日本の利益がロシア(他国)の利益になるといったような、ぴったりとお互いの利益が合っているのであれば、信頼関係はあるだろうけど、そうではないのだから、不信によるといったほうがよいのではないか

 年内に平和条約を結ぶ。何の前提条件もなしにそれを行なう。ロシアのウラジーミル・プーチン大統領は、会談の中でそれを提案したという。会談の中でふいに思いついたものだという。首相はそれを受けて、ほほえみながら応じた。その場ですぐに否定はしなかった。

 年内に平和条約をロシアと日本が結ぶと、北方領土が日本に返ってくる見こみは基本として無い。見こみはうすい。そう見られている。

 プーチン大統領との個人的な信頼関係がある。首相はそれをもとにして、北方領土の日本への返還を目ざしている。プーチン大統領とのこれまでの会談は二二回にのぼるという。会談の回数を重ねれば重ねるほど、北方領土の返還は近づいてくるのかといえば、そうとは言えないもののようだ。

 プーチン大統領との個人的な信頼関係とはいっても、それは北方領土の返還にどれくらい役だつものなのかが疑わしい。信頼関係があることを根拠にして、北方領土の返還につながるのかというと、そのがい然性は高いとは見なしづらい。まず信頼関係があるのかが定かではない。かりにそれがあったとしても、北方領土の返還とはまた別だということがある。

 首相は日本のために動くことはあっても、ロシアのために動くわけではない。結果としてロシアを利するような動きをしてしまうことはあるかもしれないが。それと同じように、ロシアもまた、ロシアのために動くことはあっても、日本のために動いてくれるとは考えづらい。その考えづらいことがおきないと、日本に北方領土が返ってくることは見こみづらいのがある。

 日本は利他ではなく利己で動く。それと同じように、ロシアも利他ではなく利己で動く。お互いに国益のために動いているから、ロシアが利他で動かないかぎりは、日本に北方領土が返ってくる見こみはそこまで高くはない。現状では、ロシアが北方領土を実効支配していて、その現状を維持する(ステータス・クオ)かまたは強化するのがロシアにとっての利己である。
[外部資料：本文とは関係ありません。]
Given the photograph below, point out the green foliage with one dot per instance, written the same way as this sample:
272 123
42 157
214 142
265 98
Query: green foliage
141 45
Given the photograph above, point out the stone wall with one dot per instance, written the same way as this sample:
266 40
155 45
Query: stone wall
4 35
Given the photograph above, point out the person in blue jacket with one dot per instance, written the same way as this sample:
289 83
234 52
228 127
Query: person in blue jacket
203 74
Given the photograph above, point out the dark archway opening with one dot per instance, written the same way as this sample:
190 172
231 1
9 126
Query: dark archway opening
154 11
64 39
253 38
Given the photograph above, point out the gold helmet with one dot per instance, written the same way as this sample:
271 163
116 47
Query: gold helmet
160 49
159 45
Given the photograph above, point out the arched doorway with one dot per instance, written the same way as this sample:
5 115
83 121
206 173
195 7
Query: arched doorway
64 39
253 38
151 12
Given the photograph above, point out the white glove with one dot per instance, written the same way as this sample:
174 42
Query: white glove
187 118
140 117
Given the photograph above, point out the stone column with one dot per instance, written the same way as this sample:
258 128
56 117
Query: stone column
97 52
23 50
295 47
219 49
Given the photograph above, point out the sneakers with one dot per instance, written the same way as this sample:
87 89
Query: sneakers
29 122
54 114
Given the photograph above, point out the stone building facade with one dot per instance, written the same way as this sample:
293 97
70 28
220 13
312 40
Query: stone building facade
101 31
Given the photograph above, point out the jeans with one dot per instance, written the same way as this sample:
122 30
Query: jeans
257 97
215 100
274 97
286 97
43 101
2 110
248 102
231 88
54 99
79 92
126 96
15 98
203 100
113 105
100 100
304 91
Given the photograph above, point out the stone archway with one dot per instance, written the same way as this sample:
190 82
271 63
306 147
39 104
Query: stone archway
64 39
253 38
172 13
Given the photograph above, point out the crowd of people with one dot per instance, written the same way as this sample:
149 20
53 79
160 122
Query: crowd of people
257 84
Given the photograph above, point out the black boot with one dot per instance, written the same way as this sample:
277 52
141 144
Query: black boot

それを日本にゆずるために変えるのが利他となる。

 個人的な信頼関係をもとに、日本に北方領土を返還するようにロシアにうながす。これは日本にとって利益が高いのを目ざすものだが、そのかわりに危険性もまた高い。危険性が高いので、ロシアにしてやられるおそれがある。この危険性を避けるのであれば、高い利益を目ざすのではなく、低い利益を目ざすようにすることがいる。利益は低いけど危険性もまた低いというものだ。

 首相は外交でほかの国の長と信頼関係を築いているというが、それをもってして日本にとって利益の高いことを目ざすのは、その裏に高い危険性もついてくる。信頼関係があるかどうかは定かではないのだから、利益の高さの裏にある危険性が低くなるわけではないだろう。危険性は帳消しにはならない。

 信頼関係というのは、時間の流れをくみ入れると、安定したものだとは必ずしも言えない。時間は変化のもとである。不確定(不確実)な要素にたよるのではなく、それを抜きにして、利益と危険の比例をふまえてものごとをやって行く。そうするほうが、あやふやな信頼関係によるよりも現実的なのではないか。

 もしかしたら、信頼関係でものごとが動くのぞみはあったし、今もまだ少しはあるのかもしれない。あと出しじゃんけんによる卑怯な意見ではあるが、素人としては個人的には、北方領土での首相の外交はそこまで成功しているとは言えそうにない。